Note that the language does seem to have an approach to this that may work in the meantime, albeit by piecing together several language elements. As shown with a specific example in #4050, the essence is to use flatten() before operating on each key/value pair, then collect() up the flattened key/value pairs, then unflatten() to restore the original nested structure.

philrz avatar Aug 30 '22 01:08 philrz

Here's an example from a community user that was recently floated in a Slack thread.

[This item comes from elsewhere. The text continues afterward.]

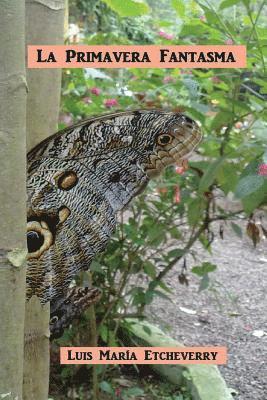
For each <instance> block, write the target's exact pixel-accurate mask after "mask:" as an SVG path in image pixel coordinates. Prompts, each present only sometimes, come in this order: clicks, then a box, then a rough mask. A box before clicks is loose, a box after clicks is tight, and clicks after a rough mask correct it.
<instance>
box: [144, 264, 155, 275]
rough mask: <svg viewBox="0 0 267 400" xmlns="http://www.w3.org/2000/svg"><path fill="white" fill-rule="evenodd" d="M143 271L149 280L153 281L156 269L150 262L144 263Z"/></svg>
mask: <svg viewBox="0 0 267 400" xmlns="http://www.w3.org/2000/svg"><path fill="white" fill-rule="evenodd" d="M144 271H145V273H146V274H147V275H148V276H149V277H150V278H152V279H154V278H155V277H156V268H155V266H154V265H153V264H152V263H151V262H150V261H146V262H145V264H144Z"/></svg>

The area where they expressed interest was "doing deep mutations on a JSON document", saying mostly what they want to do is:

  • search through every level of the JSON document
  • match objects
  • do stuff to them

Some more specifics:

  • foreach object matching a certain shape anywhere in the JSON document
    • update value(s)
    • remove value(s)
  • at a specific path
    • update value(s)
    • remove value(s)
  • probably for arrays, support things like
    • push
    • remove value

They showed a very specific example using this file test.json, which is an excerpt from an OpenAPI spec.

{
  "openapi": "3.0.0",
  "info": {
    "title": "Demo API",
    "description": "The Demo API is not a real API.",
    "version": "1.0.0"
  },
  "paths": {
    "/users": {
      "post": {
        "summary": "Create user",
        "description": "Creates a user",
        "operationId": "postUsers",
        "requestBody": {
          "required": true,
          "content": {
            "application/json": {
              "schema": {
                "type": "object",
                "required": [
                  "name"
                ],
                "properties": {
                  "name": {
                    "type": "string",
                    "description": "The user's first + last name"
                  }
                }
              }
            }
          }
        },
        "responses": {
          "200": {
            "description": "OK",
            "content": {
              "application/json": {
                "schema": {
                  "type": "object",
                  "properties": {
                    "id": {
                      "type": "string",
                      "description": "The created user's ID"
                    }
                  }
                }
              }
            }
          }
        }
      }
    }
  },
  "components": {
    "schemas": {
      "country": {
        "type": "string",
        "nullable": true,
        "enum": [
          "foo",
          "bar"
        ]
      }
    }
  }
}

The challenge presented is to locate any enum schema object marked nullable: true and add null as an enum value if it doesn't already exist at that level. They offered the following jq command line which gets the job done.

$ cat test.json | jq '(
  recurse | 
  select(type == "object" and .nullable == true and has("enum")) | 
  .enum
) |= (.+ [null] | unique)'
...
  "components": {
    "schemas": {
      "country": {
        "type": "string",
        "nullable": true,
        "enum": [
          null,
          "bar",
          "foo"
        ]
      }
    }
  }
}

Looking at what's present in Zed currently, I don't think I see a way to achieve this. For instance, the example in #4050 showed how we could use the flatten(), collect() and unflatten() combination to manipulate a single value that's found by recursively walking through a deeply nested object, but I don't see a way to simultaneously target "peer" values, e.g., checking for the presence of the enum array and then extending it.